È l’ultimo del gruppo dei “709” – arrestati nel 2015 – ad essere condannato. La sentenza è “sovversione contro lo Stato”. Alla moglie Li Wenzu non è stato permesso assistere al processo. Fallita la promessa di Xi Jinping di uno “stato di diritto”.


Tianjin (AsiaNews) – Wang Quanzhang, avvocato per i diritti umani 42enne, è stato condannato stamane a 4 anni e mezzo di prigione per sovversione contro lo Stato. La Corte intermedia di Tianjin ha anche decretato che Wang sia privato dei diritti politici per cinque anni. Al processo, svolto a porte chiuse lo scorso 26 dicembre, non hanno potuto partecipare giornalisti, diplomatici e familiari dell’accusato.

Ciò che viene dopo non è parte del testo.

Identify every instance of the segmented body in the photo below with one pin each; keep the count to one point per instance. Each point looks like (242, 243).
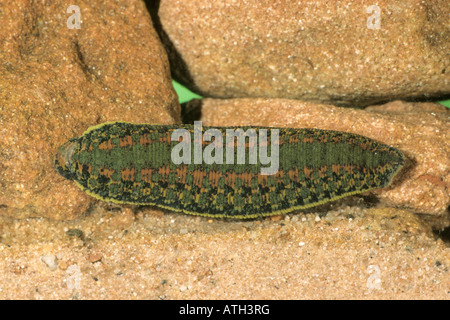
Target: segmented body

Wang Quanzhang è l’ultimo degli avvocati per i diritti umani ad essere processato, dopo una serie di arresti iniziata il 9 luglio 2015. L’operazione è perciò definita “709” ed aveva portato all’arresto di almeno 300 avvocati. Molti di loro sono stati processati, condannati; diversi hanno “confessato in video” le loro colpe; altri sono emersi dalla prigione molto provati dal punto di vista fisico e psicologico, a causa delle torture subite.

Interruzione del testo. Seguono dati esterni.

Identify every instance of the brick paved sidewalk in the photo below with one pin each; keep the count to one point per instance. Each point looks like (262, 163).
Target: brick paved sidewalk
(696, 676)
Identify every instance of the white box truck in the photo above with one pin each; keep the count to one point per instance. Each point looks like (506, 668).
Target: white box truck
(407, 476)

Gli avvocati per i diritti umani sono un gruppo di personalità del mondo legale – fra essi vi sono molti cristiani protestanti e cattolici - che sfruttando le strettoie della legge cinese, ha cercato di garantire giustizia a contadini le cui terre sono state espropriate, a comunità cristiane sotterranee, a membri del movimento spirituale del Falun Gong, a dissidenti quali Ai Weiwei, Gao Zhisheng, Chen Guangcheng e l’accademico uiguro Ilham Tohti. Per frenare le pressioni sulle corti e sul Partito, nel novembre 2016, il Ministero della giustizia ha introdotto nuove regole per gli avvocati e gli studi legali, che proibiscono azioni che possono “creare malcontento nei confronti del Partito”, facendo naufragare la promessa del presidente Xi Jinping di attuare in Cina uno “stato di diritto”.

La moglie di Wang, Li Wenzu, ha sempre sostenuto il marito, organizzando marce, petizioni, dimostrazioni insieme alle mogli di altri avvocati, e chiedendo alle autorità di rivelare il luogo di detenzione, di garantirgli cure mediche e un vero processo. Per questo ha subito minacce di morte e arresti domiciliari.